Lehigh University has unveiled a bold new vision for the future of its iconic campus. Making the Future: A Plan for the Lehigh Campus outlines a comprehensive 30-year framework to transform the university’s physical spaces in ways that will amplify student success, fuel groundbreaking research, and strengthen Lehigh’s ties to the broader Bethlehem and Lehigh Valley community.
The plan, which builds directly on the university’s Inspiring the Future Makers strategy, was developed with Beyer Blinder Belle Architects & Planners through more than 18 months of engagement with students, faculty, staff and trustees. It will capitalize on the university’s unique geographic and architectural assets to foster greater collaboration, innovation and connectivity across all disciplines and activities.
“Throughout our 160-year history, each new generation of the Lehigh community has found inspiration and purpose on our campus,” said Lehigh President Joseph J. Helble ’82. “Our spaces are both beautiful and functional – designed to support the student experience, interdisciplinary academics, leading research, and much more.”
One Campus. Limitless Opportunities.
Lehigh Associate Vice President of Facilities and Campus Planning Nancy Rogo Trainer, FAIA, notes that Making the Future provides a holistic approach to the university’s built and natural environments. This approach emerged from feedback gathered through workshops, open houses, and surveys involving more than 1,400 members of the campus community.
“Our campus has grown and evolved a great deal since 1865, just as Lehigh has grown and evolved as an institution,” Trainer said. “Making the Future acknowledges the tremendous assets developed by the generations who came before and offers us a vision of the role we can play in ensuring the university’s vitality, beauty and relevance for those who come after.”
At its core, Making the Future envisions Lehigh as a “campus of opportunity” — a unified yet richly diverse 1,600-acre contiguous environment that encourages discovery and experimentation. It focuses on six distinct districts within the campus: the Historic Core, Sayre Park, Mountaintop, Goodman, Forest Park and the Southside Gateway. Each area has its own character–influenced by topography, architecture, landscape, use and relationship to its surroundings–and each offers its own sets of opportunities and experiences.

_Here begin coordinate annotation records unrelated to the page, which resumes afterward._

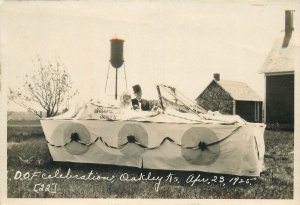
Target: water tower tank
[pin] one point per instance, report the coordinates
(116, 52)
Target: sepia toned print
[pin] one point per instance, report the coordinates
(150, 100)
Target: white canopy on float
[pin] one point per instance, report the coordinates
(177, 137)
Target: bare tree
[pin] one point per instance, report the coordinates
(48, 89)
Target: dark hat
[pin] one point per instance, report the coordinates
(137, 88)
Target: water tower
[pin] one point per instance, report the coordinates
(116, 60)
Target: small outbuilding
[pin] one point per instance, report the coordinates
(278, 69)
(231, 97)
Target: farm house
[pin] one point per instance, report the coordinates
(278, 69)
(231, 97)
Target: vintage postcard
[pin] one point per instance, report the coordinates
(147, 101)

“Few, if any, universities of our size offer the wide diversity of experiences and resources available at Lehigh in one campus,” noted Helble. “This plan makes the most of these extraordinary resources by reinforcing our strengths while imaginatively envisioning a future in which our Forest Park is a natural resource for the entire community, Mountaintop is a thriving hub of innovation and we develop a fully connected and integrated campus.”
Seeding The Future
Making the Future provides university leadership with practical recommendations to support near-term priorities while preserving flexibility that will allow Lehigh to make the most of emerging opportunities over time. Included among the recommendations are investments in new student housing in Sayre Park, modernized research facilities, expanded green spaces and improved connectivity across the unified campus to deliver a consistently high-quality Lehigh experience.

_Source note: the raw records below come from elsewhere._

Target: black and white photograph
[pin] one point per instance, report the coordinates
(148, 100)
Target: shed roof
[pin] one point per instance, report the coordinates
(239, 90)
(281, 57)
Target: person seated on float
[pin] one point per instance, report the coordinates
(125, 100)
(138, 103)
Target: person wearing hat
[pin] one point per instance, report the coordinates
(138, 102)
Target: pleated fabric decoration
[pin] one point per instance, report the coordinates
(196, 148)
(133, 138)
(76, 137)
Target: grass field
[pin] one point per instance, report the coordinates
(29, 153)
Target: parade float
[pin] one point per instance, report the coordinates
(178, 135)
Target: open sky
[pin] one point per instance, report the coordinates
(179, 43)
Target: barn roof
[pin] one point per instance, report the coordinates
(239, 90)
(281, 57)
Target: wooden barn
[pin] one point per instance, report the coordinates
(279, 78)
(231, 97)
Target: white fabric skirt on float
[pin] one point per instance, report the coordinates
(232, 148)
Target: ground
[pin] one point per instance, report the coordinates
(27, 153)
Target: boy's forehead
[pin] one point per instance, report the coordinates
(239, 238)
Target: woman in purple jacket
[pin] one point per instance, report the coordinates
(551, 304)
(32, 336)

Vice President for Finance and Administration Christine E. Cook says Making the Future serves as a tool to evaluate these and other options. “We now have a framework that will enable and inform leaders as Lehigh’s needs, priorities and financial resources evolve,” she noted. “Already, it has helped to shape decisions about several future capital projects, particularly in student housing and research infrastructure.”